The articles of incorporation are usually filed with the Secretary of State, though in some states they are filed with another state agency.

  • In California, Colorado, and New York, you file articles of incorporation directly with these states’ Corporations Division (instead of filing them at your Secretary of State’s office).
  • Other states may have a similar division that processes filings for corporations. This includes:
  • Arizona (Arizona Corporation Commission)
  • Illinois (Department of Business Services)
  • Some states require that corporations file other documents at their Secretary of State’s office even if they’re not partaking in “corporate governance” activities like issuing stock or paying dividends: for example, Delaware requires certain annual reports to be filed by all corporations regardless if they conduct any business!

Businesses need to create bylaws, pick an initial board of directors, hold an initial board meeting, issue stock shares and get an EIN

Now that you have formed your C-corporation, the next step is to create bylaws. These are the rules that govern how the business will be run and include things like meeting times, voting procedures, and other important information a company needs to function properly.

Next comes choosing an initial board of directors. This is a group of people who can oversee where the company should go next and what changes need to be made in order for it to grow successfully. They also make sure that everything within their organization is legal (for example issuing stock shares).

Finally, issuing stock shares means giving ownership of your new corporation to its founders; this ensures that no one else can claim control over it without your permission first!

Businesses may also want to prepare an operating agreement for their business prior to starting operations

An operating agreement is a contract between the owners of a business that defines how their company will be run.

An operating agreement may include provisions for things like:

  • Where and how to hold meetings;
  • The number of directors or managers;
  • Voting rights;
  • How profits are distributed.

The process for forming a C corporation is fairly straightforward if you know what information you need

You can find the information you need online, or get help from a lawyer or company that specializes in forming businesses.
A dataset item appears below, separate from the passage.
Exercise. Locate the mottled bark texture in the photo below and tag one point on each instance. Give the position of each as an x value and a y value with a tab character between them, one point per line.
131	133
The first thing to do is register your business name with your state’s secretary of state office. The second step is to file your Articles of Incorporation with that same office and pay the required filing fee (which varies by state). The third step is to submit an application for federal tax-exempt status with the IRS, which requires filling out Form 2553 and submitting it along with proof that no one else has used the same name as yours recently, such as proof from your state’s secretary of the state office that they’ve already registered a similar name with them.


C corporations are a great option for Infrastructure businesses. They give you the flexibility and protection to do what you want, when you want without worrying about getting sued. But they also come with their own limitations – namely that only shareholders can have limited liability but not employees or contractors. So if this is something that concerns you as an entrepreneur then consider using an LLC instead!